We’ve wrote about metadata before (here it is, in case you missed it). Simply put, metadata summarizes basic information about data, making it easier to find and to use specific instances of data. Every single piece of data contain metadata, and managing it can be a daunting task, that’s why there are tools available to manage it, in turn making your life easier.
How is metadata generated?
Metadata doesn’t just come into existence on its own, it is created when the data itself is created, added to an organization tool, or moved. There are many different types of metadata, such as:
- Time of creation.
- Method of creation.
- How it was obtained.
- Size, colours, compression type (for images).
- Who is allowed to see or use the asset.
- How can it be used.
- What other users have done with it.
What is a metadata management tool?
If an organization doesn’t have a way to organize and process metadata, it will just waste precious space, and not be as useful as it could be.
To have all metadata organized and optimized the best option is a metadata management tool. It’s a software that help organize, store, categorize and analyse information on an organization’s datasets, helping better optimize the use of data, in turn helping an organization make better use of its benefits.
By providing a standardized way to store and manage metadata, these tools can help organizations ensure that data is used in compliance with regulatory requirements and internal policies.
These tools can also improve data quality, by enabling organizations to track data from its origin and identify any issues or errors, improving data accuracy.
Examples of metadata management tools
While there are many different tools to manage metadata, each has its specific characteristics, so an organization must first understand what it needs and choose the best tool to accomplish its goals.
Some of the tools available are:
- Metadata harvesting – These tools enable the collection and management of metadata from diverse sources in a standardized form. The process involves gathering metadata from various sources and aggregating it in a central location, where it can be searched and analysed.
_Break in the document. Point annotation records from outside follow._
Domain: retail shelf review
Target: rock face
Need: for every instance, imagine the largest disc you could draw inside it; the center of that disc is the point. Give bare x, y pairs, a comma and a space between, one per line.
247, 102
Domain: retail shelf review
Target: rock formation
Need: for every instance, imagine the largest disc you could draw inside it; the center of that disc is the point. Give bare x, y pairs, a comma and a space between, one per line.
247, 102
- Metadata ingestion and translation – These tools translate metadata from diverse sources into a standardized format that can be integrated in a management system. The process involves identifying metadata sources, extracting metadata, and translating it into a usual format.
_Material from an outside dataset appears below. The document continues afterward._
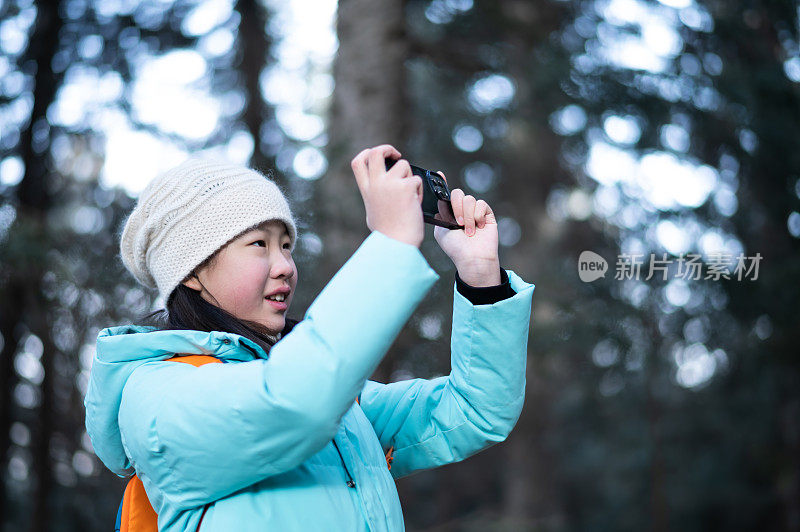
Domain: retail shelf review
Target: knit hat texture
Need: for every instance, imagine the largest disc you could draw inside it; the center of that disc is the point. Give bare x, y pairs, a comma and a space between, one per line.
189, 212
- Data catalogs – These tools focus on data discovery, helping users find and understand the data they need. They typically provide a searchable catalog of data assets, along with metadata such as data source, structure, and lineage.
These are just a few examples of tools and there are many more available, each with its specific use.
AI and Machine Learning metadata management tools
These solutions enable metadata to work for you on its own. Machine learning algorithms analyse datasets, finding all metadata, categorizing it, and making it active and intelligent. With these solutions, metadata errors can correct themselves, enriching the quality of the whole dataset.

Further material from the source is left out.